Fell ponies roaming free over the commons near Mungrisdale and Caldbeck
: photo by Ann Hodgson, 13 August 2003

"She dwelt among th' untrodden ways": William Wordsworth, 1799, from Lyrical Ballads, 1800




Such a beautiful poem, to be found here this morning after that full moon all night last night (full at 1:40 this morning) together with these fell ponies -- no one has thought to put these together before, such an act for which all thanks --


light coming into sky above still black
ridge, two crows calling back and forth
in foreground, sound of wave in channel

is passage into the present,
intentionality of act

form that related to object,
in a way, before that

cloudless blue sky reflected in channel,
sunlit green shoulder of ridge above it

TC said...


Many thanks. The elements (poem and ponies) seemed to converse -- across the Fells, across the centuries.

Out wandering the pavements of my own private concrete Cumbria at that small hour, lit up by that huge bright presence in the crisp cold winter night...

Tom King said...

I love this poem. One of my favorite poems. I've never seen it like this with "th'untrodden" though. Always "the untrodden." I understand the meter, but I thought it was irregular on purpose. Was this the original version?

Lally said...

I loved Wordsworth when I was a young man just beginning to appreciate the craft of bygone poets. His ability to be so concise and accessible had a lot to do with it, and this poem demonstrates that. Thanks for all the great ones you continue to remind me of in these posts Tom. And as for the photos with the poem, Steve said it best "no one has thought to put these together before, such an act for which all thanks"...

manik sharma said...

Beautiful poem..Loneliness is the measure of unusual reach...and i quote from another wordsworth's romantic classic

"Be left more desolate, more dreary cold
Than a forsaken bird’s-nest filled with snow"

I feel cold these days..

vazambam (Vassilis Zambaras) said...

As Lally says:

Thanks for reminding us
Among others

Of lovely, lovely Lucy unknown
To all but lucid Willy.

TC said...

The landscape of the Fells has probably not changed much since Wordsworth wrote the five "Lucy" poems in the Lyrical Ballads.

One could as well imagine it populated with sheep as with ponies, then as now.

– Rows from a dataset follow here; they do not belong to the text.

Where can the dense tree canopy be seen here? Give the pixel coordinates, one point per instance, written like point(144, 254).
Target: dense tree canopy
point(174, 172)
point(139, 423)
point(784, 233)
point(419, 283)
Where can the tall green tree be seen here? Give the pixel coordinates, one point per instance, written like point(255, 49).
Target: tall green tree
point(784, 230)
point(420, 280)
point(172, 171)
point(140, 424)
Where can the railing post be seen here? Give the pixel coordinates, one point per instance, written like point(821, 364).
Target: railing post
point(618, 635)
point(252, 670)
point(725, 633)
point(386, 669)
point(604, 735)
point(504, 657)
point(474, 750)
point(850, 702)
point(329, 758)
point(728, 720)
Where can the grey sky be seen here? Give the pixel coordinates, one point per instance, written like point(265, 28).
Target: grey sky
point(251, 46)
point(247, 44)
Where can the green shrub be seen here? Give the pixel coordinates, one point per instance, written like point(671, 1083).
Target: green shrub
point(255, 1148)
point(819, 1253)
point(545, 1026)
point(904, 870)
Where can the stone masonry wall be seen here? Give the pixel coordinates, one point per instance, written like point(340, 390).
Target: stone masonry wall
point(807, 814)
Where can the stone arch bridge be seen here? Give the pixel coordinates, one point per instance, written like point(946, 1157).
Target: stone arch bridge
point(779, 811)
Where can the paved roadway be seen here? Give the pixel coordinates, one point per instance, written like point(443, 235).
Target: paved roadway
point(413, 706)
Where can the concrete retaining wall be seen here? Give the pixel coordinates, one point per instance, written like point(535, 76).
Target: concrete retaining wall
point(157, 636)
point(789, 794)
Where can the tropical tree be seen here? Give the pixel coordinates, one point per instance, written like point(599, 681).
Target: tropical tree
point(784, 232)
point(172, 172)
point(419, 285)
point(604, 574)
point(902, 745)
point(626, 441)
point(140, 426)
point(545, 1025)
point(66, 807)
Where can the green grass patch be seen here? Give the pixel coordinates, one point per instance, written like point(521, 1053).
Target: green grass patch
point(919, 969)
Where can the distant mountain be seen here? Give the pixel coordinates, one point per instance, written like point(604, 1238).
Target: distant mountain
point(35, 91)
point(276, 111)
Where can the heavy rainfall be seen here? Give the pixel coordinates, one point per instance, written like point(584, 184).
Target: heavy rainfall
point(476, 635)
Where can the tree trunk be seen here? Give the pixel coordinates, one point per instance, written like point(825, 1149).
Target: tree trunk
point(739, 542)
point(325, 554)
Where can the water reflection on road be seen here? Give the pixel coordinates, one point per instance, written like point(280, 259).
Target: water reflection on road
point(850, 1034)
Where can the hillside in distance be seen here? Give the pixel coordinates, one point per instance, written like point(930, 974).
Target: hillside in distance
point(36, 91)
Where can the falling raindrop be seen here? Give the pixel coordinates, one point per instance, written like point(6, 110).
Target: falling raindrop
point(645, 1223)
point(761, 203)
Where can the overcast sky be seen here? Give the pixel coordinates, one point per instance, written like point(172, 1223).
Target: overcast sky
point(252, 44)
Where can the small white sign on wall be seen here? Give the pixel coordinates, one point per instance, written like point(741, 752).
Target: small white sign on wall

It probably looked much as it does here.

That's not the gravestone of Lucy, by the way. If she ever existed, no one knows who she was; some have speculated she was conflated out of imaginal projections of the poet's sister Dorothy.

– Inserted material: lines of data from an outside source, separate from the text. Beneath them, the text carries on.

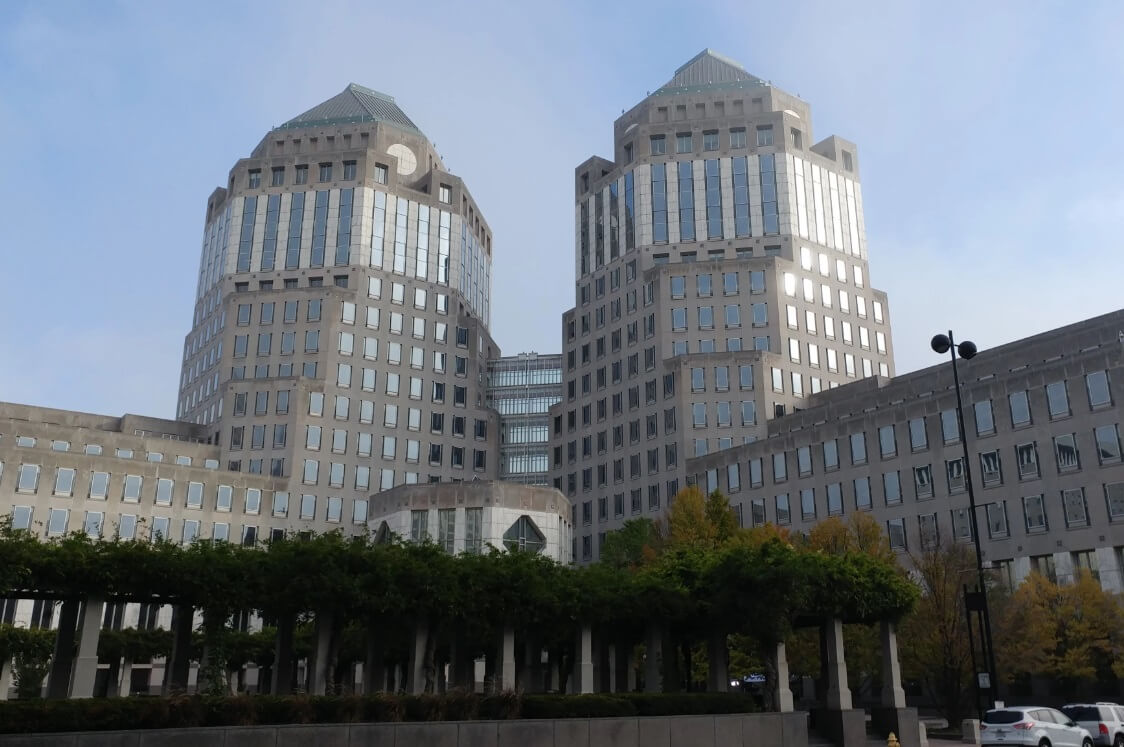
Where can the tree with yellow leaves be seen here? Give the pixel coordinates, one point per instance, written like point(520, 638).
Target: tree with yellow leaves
point(1072, 634)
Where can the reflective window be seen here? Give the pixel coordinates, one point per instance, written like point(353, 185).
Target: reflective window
point(1058, 399)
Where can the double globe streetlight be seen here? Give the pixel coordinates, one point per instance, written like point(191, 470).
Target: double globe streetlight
point(975, 601)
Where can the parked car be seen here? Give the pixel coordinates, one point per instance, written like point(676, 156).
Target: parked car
point(1105, 721)
point(1035, 726)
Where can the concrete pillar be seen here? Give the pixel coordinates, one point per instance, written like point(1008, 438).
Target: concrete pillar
point(624, 671)
point(782, 691)
point(178, 667)
point(1108, 568)
point(416, 676)
point(85, 667)
point(555, 673)
point(322, 653)
point(893, 693)
point(61, 663)
point(5, 679)
point(603, 665)
point(529, 679)
point(653, 662)
point(283, 666)
point(125, 679)
point(583, 665)
point(507, 659)
point(718, 659)
point(839, 693)
point(374, 667)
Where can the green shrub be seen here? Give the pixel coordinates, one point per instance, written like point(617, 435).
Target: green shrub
point(577, 707)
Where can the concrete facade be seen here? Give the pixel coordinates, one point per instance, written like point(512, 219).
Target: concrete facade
point(1042, 421)
point(722, 280)
point(748, 729)
point(341, 327)
point(474, 517)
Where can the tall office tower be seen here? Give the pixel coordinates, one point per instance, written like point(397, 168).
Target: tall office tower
point(341, 327)
point(722, 279)
point(523, 388)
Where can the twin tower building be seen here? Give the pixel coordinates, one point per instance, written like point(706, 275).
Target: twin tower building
point(341, 343)
point(341, 372)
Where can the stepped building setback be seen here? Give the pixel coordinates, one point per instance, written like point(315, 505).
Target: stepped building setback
point(722, 280)
point(342, 322)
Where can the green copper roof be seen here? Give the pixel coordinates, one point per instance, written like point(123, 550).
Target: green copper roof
point(352, 106)
point(708, 70)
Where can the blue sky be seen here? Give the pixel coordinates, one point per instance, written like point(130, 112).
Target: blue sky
point(989, 136)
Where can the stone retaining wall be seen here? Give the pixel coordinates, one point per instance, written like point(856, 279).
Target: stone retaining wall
point(735, 730)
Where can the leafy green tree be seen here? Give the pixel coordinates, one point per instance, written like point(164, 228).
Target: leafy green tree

The simple ballad stanza deployed to such wonderful effect in this poem was probably learnt by WW from Percy's Reliques of Ancient English Poetry.

He was 28 in 1798, when he began drafting these pristine lyrics.

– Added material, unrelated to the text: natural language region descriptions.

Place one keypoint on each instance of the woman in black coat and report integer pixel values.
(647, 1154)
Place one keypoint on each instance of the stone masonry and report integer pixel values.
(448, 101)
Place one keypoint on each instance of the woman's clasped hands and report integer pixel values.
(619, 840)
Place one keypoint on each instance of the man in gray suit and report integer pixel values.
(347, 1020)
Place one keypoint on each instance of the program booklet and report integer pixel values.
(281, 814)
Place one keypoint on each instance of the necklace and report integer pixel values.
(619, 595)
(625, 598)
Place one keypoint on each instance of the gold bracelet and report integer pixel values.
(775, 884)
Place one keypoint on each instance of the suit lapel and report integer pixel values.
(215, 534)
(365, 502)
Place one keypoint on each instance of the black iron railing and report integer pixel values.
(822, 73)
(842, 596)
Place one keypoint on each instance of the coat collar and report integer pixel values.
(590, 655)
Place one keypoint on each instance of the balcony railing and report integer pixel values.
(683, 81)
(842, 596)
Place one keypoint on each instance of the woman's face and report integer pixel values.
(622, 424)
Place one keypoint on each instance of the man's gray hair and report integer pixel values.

There were additional draft stanzas in this one.

Tom, this version of the text is as it appeared in the original edition of the Lyrical Ballads.

The comments from Michael, Manik, Tom and Vassilis, following on Steve's, show that like all the greatest poems, this one continues to live for us, and to move us -- whoever and wherever (New Jersey, India, Connecticut, Greece, Bolinas, if I've got the loci of our genii right) we are.

What more could one ask.



"like all the greatest poems, this one continues to live for us, and to move us -- whoever and wherever (New Jersey, India, Connecticut, Greece, Bolinas, if I've got the loci of our genii right) we are."

thanks for this too, here here!

ACravan said...

This is so very wonderful. I cannot wait to share it with my family and other people I correspond with and care about. Curtis

TC said...

Lovely Curtis, great to hear that.

Issa's Untidy Hut said...

Our little poetry group at the library met up with Mr. Wordsworth just last week.

And what a lovely time we had. We usually discuss 3 poems over an hour and a half's time but when we passed an hour on the first - Tintern Abbey - we threw all caution to the winds and enjoyed the hell out of it.

Thanks for this lovely posting ...

TC said...


Throwing caution to the winds -- see Bruegel's proverbs -- "To toss feathers in the wind" -- would probably be the right thing to do...

This small poem manages to be as light as a feather, while possessing a kind of inner tensile strength that makes it as tough as hardened steel.

And yet... to breathe too hard would be to blow it away.